African Paintings and Their Artists’ Inspiration - By Edwin Omondi
The world surrounding an artist influences what they paint. The mind of the artist is manifested through the paint and brush. Some look to paint abstractly on a political situation. Others paint realistically what they see in nature while even more try to visualize a feeling, a person or object. But all are inspired by what they see in their subjects. They then put down in art form the impression of whatever it is that is making a picture in their mind.
Take a contrast of Elisha Ongere and Wycliffe Ndwiga, two African Artists who paint abstractly and realistically, respectively.
Ongere, a Kenyan man in his 40’s, was frustrated about the recent political unrest in his country following the 2007 Presidential elections. His country was torn apart with killings and anarchy for a short, but terrible time. Tribes fought against each other and suspicion of once trusted friends became great due to the dividing prejudice of tribalism. In his painting, “Kenyans After Elections” Elisha Ongere portrays the reality he faced in his beloved country through four bald headed faces of different tribes that touch each other and glare at each other in blank, suspicious expressions. Ongere’s contrast comes in the fact that most of the time these faces would be smiling with each other in friendship rather than misgiving. He painted abstractly on a political theme. Thankfully, the situation was resolved partly by the help of the United Nations, but some say politics in the country is still fragile.
Ndwiga, on the other hand, chooses to paint the peace and beauty he finds in his homeland’s nature of wildlife. Also a Kenyan native, and one of its best wildlife painters, Wycliffe Ndwiga frequently retreats far outside the city and population of tribes to see animals in their tranquil and fragile habitat, raw and uncut. Instead of painting an interpretation of feeling or situation, Wycliffe Ndwiga chooses to be accurate in capturing animals in their instinctive behavior: eating, resting, watching, and hunting. Take a leopard walking softly through a creek on the pursuit of its prey. Ndwiga captures this moment beautifully in a realistic picture. Or the leopard resting lazily in a tree, perhaps right after a kill, relaxing with all its limbs dangling from the tree’s thick branches. And take for instance the pack of three elephants, wandering in the dry savanna with the backdrop of dust behind their footprints and Mt. Kilimanjaro even further behind. They are in search of a plentiful water hole that will quench their daily thirst. Wycliffe Ndwiga paints not only these environment and behavioral details, but also the minute details of an animal’s body, showing its color, wrinkles, and shape in their most accurate and true facet.

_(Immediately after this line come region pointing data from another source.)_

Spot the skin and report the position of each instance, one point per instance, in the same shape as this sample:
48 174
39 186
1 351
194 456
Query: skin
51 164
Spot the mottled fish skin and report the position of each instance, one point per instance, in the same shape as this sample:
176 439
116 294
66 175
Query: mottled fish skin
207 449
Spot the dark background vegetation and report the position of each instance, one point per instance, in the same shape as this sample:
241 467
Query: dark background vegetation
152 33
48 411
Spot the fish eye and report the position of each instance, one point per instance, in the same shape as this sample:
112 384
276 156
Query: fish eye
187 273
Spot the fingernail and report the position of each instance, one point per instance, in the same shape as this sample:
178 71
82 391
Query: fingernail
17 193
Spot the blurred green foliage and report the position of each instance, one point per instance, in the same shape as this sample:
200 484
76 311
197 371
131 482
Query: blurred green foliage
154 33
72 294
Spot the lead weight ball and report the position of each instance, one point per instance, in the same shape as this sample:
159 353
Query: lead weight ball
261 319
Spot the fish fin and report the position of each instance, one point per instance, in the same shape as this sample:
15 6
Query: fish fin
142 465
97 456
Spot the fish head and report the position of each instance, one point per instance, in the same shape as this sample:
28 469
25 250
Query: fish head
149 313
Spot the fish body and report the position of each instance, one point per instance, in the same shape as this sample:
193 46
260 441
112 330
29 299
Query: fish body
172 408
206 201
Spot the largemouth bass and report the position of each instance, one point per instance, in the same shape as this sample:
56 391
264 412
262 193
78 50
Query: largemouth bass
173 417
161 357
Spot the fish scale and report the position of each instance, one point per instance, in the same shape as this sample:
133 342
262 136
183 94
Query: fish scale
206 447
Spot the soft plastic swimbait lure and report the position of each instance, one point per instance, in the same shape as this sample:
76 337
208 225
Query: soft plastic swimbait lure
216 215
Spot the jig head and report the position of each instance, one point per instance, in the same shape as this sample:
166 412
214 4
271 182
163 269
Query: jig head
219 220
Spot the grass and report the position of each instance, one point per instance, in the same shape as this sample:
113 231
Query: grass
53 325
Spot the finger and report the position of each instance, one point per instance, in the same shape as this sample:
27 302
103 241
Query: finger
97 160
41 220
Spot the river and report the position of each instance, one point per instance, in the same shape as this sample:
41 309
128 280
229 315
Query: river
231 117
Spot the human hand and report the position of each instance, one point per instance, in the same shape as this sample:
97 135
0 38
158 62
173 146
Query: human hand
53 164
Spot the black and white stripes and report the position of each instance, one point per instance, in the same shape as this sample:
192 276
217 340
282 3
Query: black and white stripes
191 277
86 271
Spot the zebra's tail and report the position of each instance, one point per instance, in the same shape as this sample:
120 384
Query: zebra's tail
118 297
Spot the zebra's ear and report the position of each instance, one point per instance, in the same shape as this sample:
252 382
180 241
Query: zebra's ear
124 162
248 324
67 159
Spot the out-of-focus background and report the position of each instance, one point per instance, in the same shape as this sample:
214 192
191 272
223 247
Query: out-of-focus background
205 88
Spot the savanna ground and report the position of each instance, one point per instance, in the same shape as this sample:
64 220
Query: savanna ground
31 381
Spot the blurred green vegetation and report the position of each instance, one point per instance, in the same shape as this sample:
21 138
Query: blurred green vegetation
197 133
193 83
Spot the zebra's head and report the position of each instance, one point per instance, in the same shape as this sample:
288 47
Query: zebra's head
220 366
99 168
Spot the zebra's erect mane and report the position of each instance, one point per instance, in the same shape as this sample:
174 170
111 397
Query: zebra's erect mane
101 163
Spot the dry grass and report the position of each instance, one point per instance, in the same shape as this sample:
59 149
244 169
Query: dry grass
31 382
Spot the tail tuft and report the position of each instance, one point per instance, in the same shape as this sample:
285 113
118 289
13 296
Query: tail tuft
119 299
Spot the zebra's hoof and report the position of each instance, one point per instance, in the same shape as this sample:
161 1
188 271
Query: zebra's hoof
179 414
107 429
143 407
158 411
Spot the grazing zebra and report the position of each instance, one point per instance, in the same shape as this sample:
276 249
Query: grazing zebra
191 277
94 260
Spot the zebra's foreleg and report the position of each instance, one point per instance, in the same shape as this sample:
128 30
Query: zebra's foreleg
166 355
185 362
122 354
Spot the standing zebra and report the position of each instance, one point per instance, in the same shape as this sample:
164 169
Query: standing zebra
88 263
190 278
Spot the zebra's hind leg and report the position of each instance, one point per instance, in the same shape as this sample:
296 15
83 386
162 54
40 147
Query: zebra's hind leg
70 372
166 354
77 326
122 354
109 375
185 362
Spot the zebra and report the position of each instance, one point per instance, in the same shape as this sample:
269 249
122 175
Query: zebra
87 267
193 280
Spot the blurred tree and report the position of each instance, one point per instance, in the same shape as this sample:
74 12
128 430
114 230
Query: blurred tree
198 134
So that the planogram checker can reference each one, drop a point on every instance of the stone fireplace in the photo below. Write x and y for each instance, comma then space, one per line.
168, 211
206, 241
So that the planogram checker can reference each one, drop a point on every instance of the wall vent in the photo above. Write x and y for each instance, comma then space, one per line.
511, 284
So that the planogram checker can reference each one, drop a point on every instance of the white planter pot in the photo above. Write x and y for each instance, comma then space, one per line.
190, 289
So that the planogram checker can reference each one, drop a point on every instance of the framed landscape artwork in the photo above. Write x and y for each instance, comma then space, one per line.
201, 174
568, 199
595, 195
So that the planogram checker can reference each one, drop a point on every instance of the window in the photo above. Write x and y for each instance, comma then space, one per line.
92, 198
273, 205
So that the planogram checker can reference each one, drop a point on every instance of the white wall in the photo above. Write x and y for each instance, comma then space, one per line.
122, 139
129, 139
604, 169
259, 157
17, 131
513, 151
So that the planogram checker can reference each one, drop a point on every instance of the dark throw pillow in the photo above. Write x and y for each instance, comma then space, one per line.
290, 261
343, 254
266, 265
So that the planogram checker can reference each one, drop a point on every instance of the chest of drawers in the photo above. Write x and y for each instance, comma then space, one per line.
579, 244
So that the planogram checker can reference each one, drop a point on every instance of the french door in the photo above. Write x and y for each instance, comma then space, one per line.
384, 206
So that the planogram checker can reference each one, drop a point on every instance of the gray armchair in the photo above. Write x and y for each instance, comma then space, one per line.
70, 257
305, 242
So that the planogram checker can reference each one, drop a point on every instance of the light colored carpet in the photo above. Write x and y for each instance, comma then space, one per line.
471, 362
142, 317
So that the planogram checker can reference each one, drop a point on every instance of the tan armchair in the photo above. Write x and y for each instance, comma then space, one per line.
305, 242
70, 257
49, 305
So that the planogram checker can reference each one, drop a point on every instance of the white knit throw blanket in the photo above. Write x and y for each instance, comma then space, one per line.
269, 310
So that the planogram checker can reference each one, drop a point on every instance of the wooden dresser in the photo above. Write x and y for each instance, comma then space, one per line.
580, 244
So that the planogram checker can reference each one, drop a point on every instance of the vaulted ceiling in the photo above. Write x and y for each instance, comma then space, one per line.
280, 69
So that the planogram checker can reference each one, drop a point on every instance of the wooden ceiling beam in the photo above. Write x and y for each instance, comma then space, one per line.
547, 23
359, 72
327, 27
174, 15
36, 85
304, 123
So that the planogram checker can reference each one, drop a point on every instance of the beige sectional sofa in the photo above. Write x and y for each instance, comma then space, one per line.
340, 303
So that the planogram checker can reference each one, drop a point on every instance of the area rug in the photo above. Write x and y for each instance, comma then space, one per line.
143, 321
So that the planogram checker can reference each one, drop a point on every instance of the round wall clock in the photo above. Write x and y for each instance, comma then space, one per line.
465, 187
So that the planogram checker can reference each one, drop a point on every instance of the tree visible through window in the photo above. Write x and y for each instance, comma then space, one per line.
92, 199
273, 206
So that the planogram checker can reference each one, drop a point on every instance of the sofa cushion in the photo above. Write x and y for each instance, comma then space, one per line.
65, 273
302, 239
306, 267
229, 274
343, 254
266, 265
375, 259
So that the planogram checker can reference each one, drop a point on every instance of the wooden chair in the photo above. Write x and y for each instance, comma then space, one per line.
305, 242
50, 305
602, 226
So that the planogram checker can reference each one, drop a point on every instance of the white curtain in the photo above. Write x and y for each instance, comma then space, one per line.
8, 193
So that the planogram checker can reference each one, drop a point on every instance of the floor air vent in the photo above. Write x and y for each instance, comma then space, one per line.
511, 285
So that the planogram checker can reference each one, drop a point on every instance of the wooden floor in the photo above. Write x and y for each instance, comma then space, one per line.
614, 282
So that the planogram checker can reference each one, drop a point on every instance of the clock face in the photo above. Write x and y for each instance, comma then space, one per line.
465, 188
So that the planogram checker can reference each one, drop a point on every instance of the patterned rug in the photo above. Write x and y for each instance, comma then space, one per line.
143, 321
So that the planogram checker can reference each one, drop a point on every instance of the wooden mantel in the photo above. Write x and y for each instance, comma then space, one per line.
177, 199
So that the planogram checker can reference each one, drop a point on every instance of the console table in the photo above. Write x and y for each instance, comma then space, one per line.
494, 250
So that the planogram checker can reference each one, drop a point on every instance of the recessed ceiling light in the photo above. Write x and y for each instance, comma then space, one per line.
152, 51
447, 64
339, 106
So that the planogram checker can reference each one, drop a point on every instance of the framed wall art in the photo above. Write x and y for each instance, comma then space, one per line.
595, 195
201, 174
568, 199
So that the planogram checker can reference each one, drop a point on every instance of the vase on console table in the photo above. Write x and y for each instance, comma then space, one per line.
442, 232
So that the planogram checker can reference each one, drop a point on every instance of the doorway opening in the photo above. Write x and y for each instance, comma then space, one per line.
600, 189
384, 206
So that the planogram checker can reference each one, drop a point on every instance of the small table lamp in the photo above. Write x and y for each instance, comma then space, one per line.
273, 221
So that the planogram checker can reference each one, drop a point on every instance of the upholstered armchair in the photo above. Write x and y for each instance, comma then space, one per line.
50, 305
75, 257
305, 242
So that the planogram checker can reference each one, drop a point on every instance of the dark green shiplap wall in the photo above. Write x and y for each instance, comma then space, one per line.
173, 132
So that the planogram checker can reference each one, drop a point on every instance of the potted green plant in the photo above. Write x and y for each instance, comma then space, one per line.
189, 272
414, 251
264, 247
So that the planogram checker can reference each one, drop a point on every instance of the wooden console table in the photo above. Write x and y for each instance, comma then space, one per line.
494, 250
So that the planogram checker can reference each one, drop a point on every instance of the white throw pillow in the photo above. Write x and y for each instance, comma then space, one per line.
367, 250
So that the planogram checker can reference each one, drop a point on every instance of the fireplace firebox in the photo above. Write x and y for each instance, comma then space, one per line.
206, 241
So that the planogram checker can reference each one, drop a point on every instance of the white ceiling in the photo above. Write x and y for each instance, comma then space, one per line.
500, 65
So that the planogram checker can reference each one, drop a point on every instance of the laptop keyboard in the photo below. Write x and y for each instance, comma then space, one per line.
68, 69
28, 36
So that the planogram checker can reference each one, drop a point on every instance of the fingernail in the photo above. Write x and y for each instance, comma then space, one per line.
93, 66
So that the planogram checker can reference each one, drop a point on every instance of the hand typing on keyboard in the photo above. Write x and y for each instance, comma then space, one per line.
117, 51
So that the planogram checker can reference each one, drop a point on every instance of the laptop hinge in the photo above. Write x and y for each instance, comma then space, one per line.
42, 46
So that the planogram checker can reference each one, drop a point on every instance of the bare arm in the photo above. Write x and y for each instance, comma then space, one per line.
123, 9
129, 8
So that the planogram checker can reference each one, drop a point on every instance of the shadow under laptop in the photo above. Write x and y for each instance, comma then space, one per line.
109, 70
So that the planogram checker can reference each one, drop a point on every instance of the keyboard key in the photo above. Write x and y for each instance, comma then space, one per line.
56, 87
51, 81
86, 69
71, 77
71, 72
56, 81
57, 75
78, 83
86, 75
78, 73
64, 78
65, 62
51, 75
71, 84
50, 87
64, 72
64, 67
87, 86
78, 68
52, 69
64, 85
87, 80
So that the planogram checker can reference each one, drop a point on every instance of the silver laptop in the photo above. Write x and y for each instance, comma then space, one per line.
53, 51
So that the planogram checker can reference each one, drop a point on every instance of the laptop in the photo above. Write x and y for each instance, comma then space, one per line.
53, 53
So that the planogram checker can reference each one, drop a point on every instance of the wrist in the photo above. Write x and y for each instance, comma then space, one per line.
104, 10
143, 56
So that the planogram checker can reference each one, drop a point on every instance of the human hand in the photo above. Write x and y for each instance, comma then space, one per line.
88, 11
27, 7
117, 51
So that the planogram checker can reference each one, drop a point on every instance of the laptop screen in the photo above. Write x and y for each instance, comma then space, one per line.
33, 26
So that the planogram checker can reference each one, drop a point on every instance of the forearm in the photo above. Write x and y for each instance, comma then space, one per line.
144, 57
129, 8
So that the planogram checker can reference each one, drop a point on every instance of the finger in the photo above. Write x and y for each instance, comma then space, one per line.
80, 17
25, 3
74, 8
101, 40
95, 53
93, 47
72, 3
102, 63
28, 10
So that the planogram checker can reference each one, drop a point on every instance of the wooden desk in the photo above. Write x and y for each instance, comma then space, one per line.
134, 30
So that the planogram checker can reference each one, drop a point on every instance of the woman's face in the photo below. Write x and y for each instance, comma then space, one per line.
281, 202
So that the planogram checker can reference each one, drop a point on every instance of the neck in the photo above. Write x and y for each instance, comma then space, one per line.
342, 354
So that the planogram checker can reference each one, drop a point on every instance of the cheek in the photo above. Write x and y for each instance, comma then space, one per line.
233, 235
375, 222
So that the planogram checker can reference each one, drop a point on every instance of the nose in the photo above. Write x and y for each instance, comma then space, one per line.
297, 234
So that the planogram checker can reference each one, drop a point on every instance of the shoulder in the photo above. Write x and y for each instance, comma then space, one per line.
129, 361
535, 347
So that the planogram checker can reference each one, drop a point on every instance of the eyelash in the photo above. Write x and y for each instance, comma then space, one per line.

These examples of Kenya African artists get much inspiration for their African art paintings from the environment that surrounds them; whether it be nature or a political situation engulfing the cities.
But what separates one’s inspiration from another? True inspiration comes out in the best way when an artist has a passion for their art subject. The urge and drive to do a piece of art is influenced by the level of passion one has towards art. There are those whose art is a hobby and do it secondarily, yet still there are those people who primarily do art as a source of their livelihood and who pour their whole reason for being into their work.
There are a few online sources that are African paintings galleries, showcasing their contemporary African art for sale in a global medium, and giving correct credit to its hidden inspiration.
Being featured on such a global scale is a milestone for many contemporary African painters in Kenya who would have not been able to sell their Black African art or show their culture’s inspiration elsewhere. Now their subjects can be understood outside the culture of their own country. This presence outside of their own country is already a double source of inspiration for its African artists as they are now getting the urge to do more works for them, with their thoughts inclined towards an international perspective.
This impact will challenge and change the inspiration of the country’s artists. What will be the Black art they paint next in the atmosphere of a global audience? Their buyers will decide, interpreting for themselves the message behind the inspiration of Africa’s talented and undiscovered genre.